In the Banking Industry 2015 Review and Outlook released Thursday, Invictus Securities Zimbabwe said mobile money subscribers had doubled since March 2013, translating into a surge in the volumes of technology based payments, but posing “a threat to traditional banking”.

Fees and charges have become a major revenue earner for banks, as they grow increasingly cautious on lending, their traditional source of income.

Invictus however says income from transaction fees is coming under pressure as customers move to more efficient payment systems.

At the end of last year, mobile money subscribers rose to 7,3 million, from 5,3 million at the end of 2014. This number had been estimated at 2,2 million in March 2013.

“We foresee continued growth in mobile banking as it provides easy access to banking services and facilitates the ease of transferring money and making payments among other benefits, the same benefits that targets the financially excluded,” Invictus said.

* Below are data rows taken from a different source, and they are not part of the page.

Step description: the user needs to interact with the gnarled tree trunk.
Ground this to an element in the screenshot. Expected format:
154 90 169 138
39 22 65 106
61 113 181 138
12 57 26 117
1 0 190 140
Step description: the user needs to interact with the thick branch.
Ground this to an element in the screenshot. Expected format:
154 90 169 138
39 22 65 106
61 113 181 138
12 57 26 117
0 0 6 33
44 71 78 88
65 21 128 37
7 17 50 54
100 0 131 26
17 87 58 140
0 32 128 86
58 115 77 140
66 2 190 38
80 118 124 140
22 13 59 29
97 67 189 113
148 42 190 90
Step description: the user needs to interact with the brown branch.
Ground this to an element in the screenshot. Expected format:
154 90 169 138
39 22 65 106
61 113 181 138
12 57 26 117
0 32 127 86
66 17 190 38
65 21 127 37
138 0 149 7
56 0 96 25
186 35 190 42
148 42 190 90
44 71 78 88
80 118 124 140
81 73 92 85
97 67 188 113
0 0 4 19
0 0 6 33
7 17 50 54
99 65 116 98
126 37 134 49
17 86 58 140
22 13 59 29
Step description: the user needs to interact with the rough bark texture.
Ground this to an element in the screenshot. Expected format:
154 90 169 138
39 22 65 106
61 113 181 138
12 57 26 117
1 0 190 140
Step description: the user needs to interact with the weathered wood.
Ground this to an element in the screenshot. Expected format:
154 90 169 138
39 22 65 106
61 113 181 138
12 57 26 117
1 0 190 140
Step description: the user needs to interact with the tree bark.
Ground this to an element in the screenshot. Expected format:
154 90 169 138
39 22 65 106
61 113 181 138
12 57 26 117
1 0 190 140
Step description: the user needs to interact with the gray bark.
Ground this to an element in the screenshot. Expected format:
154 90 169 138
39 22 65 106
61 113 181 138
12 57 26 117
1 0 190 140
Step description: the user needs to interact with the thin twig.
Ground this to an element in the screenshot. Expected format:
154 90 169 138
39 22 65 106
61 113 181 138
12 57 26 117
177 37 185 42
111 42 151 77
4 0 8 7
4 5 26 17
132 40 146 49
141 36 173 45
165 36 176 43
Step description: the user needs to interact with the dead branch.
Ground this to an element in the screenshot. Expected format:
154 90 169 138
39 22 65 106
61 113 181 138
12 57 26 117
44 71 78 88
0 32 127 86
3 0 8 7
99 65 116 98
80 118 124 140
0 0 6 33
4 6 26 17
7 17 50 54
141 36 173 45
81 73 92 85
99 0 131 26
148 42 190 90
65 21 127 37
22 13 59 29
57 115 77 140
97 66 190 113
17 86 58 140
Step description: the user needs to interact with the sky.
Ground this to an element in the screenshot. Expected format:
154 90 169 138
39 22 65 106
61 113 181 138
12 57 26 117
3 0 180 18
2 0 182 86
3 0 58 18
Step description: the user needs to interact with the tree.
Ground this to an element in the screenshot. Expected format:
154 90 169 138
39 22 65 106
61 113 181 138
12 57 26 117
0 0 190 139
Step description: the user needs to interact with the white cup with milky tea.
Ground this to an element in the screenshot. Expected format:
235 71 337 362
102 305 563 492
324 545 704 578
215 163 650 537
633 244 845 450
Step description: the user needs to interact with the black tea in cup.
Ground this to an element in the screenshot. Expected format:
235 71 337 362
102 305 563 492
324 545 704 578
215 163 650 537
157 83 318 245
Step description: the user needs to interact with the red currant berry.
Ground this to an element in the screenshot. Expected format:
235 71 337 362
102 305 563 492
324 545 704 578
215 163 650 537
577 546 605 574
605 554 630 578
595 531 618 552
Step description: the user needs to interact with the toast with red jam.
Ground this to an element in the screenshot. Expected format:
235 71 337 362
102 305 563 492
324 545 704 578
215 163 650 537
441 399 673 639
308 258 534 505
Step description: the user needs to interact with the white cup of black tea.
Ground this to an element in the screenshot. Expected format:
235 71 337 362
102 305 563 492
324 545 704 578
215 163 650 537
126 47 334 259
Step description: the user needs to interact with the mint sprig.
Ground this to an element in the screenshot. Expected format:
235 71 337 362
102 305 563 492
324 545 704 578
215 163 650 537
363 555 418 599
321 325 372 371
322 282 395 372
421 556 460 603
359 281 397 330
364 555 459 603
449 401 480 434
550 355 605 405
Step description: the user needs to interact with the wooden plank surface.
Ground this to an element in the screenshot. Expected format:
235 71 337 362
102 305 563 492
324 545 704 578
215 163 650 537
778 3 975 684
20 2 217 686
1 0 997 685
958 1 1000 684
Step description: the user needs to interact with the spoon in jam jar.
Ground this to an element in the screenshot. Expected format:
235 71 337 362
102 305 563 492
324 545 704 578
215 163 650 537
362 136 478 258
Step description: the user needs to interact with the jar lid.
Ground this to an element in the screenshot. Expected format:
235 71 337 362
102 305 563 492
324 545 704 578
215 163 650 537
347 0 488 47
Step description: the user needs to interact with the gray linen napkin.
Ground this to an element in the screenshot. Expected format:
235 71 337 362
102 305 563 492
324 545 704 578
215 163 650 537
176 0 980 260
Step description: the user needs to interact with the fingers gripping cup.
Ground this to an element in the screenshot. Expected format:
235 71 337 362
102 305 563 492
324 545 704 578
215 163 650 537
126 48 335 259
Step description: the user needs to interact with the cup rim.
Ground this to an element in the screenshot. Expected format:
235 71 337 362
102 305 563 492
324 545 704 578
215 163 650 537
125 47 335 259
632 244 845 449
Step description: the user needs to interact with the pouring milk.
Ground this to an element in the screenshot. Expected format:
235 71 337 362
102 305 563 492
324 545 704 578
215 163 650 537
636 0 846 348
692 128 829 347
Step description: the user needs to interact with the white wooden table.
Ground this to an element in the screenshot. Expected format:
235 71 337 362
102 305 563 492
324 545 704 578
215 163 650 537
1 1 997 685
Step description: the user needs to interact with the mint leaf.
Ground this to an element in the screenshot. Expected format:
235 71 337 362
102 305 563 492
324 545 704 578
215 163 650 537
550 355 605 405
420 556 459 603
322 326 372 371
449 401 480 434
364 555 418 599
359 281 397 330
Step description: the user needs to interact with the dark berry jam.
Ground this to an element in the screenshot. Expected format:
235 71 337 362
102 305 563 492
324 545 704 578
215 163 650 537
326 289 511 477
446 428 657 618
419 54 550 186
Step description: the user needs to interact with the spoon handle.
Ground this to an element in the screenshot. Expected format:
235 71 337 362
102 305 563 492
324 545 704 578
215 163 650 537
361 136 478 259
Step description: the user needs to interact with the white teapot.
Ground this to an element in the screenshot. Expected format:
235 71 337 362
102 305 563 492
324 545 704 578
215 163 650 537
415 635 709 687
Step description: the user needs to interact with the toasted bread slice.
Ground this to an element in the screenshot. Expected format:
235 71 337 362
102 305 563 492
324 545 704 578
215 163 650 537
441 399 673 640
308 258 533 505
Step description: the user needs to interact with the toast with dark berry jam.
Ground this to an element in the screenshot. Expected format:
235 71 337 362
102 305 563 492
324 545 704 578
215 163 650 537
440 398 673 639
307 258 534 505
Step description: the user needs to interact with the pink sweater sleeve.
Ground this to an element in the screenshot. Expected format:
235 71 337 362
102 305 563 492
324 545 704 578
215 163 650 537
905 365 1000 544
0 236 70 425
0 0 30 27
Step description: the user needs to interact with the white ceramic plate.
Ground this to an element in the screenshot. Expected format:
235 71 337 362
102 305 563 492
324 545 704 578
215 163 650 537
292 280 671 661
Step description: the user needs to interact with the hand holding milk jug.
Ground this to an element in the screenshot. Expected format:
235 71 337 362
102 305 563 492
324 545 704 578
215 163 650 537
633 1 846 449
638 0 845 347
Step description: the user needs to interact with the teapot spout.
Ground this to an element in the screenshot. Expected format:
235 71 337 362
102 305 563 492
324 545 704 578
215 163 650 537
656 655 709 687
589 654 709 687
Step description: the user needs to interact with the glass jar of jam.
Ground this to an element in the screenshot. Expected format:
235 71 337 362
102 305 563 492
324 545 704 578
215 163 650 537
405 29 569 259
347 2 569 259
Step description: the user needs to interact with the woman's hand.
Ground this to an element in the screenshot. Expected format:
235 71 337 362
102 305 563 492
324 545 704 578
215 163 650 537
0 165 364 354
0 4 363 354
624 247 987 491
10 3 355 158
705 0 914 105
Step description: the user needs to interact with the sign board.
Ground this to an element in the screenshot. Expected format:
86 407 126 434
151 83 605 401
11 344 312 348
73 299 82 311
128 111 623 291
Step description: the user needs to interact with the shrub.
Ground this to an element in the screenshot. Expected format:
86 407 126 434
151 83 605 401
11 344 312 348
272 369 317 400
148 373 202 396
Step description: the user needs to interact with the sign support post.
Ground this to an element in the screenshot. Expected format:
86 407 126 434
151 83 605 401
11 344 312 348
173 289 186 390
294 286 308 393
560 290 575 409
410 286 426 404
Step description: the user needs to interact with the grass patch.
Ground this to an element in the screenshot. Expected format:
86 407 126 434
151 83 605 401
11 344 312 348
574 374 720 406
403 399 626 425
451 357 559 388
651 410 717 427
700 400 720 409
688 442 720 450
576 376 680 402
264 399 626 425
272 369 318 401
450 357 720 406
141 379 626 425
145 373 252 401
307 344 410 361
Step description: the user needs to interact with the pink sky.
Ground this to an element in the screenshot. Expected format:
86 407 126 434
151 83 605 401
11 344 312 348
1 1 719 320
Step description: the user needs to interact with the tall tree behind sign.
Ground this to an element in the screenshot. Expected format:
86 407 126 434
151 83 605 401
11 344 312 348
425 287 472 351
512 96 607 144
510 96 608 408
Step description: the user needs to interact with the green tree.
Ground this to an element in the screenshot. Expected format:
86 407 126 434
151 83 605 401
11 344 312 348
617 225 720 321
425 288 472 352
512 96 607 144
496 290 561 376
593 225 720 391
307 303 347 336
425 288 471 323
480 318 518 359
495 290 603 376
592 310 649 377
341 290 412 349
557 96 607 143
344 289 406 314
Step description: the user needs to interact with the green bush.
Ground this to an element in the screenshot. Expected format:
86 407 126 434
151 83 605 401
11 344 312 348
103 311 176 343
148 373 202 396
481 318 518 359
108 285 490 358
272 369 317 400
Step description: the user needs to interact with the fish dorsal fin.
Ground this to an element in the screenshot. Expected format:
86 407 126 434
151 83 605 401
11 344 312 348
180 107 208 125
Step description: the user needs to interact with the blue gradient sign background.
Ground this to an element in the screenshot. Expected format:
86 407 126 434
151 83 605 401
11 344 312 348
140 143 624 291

“This poses a threat to traditional banking, through reduced transactional volumes and as a result decreased retail service fees. Mobile network operators were quick to respond to financial inclusion than banks. Transferring money and mobile payments constitute the biggest component at 72 percent for mobile money user services, the same core issues targeted by retail banking,” the report added.

It said retail banking would face even more problems as mobile money is projected to record “phenomenal growth” in Zimbabwe, under pinned by a financial inclusion strategy announced by the Reserve Bank of Zimbabwe in March.

“Coupled with pressure from central bank to lower bank charges, we forecast retail services revenue for banks to remain suppressed, hence forcing banks to rely more on interest income, which forms part of core banking.This on its own is a flag to transactional retail services fee income to banks going forward,” added Invictus.

It said the real time gross settlement system still dominated in terms of transactional values, but mobile payments accounted for 87,9 percent of transactional volumes.

Growth in mobile transactions translated to $427 million, equivalent to 7,5 percent of total monetary transactions.


It said going forward, and with the multicurrency regimein force, banks’ earnings would be driven by cost containment to enhance efficiency, as well as loan portfolio management.

“Embracing technology and participation in financial inclusion will also boost income and make banks competitive in the face of accelerated informalisation of the economy, increased mobile penetration rates and popularity of mobile money services,” said the report.

“In the short term, Treasury Bills Trading income and ZAMCO (Zimbabwe Asset Management Corporation) operations will likely drive income but we remain skeptical about the sustainability of these, and hence put doubt on banks that have income components largely driven by these components,” the report added.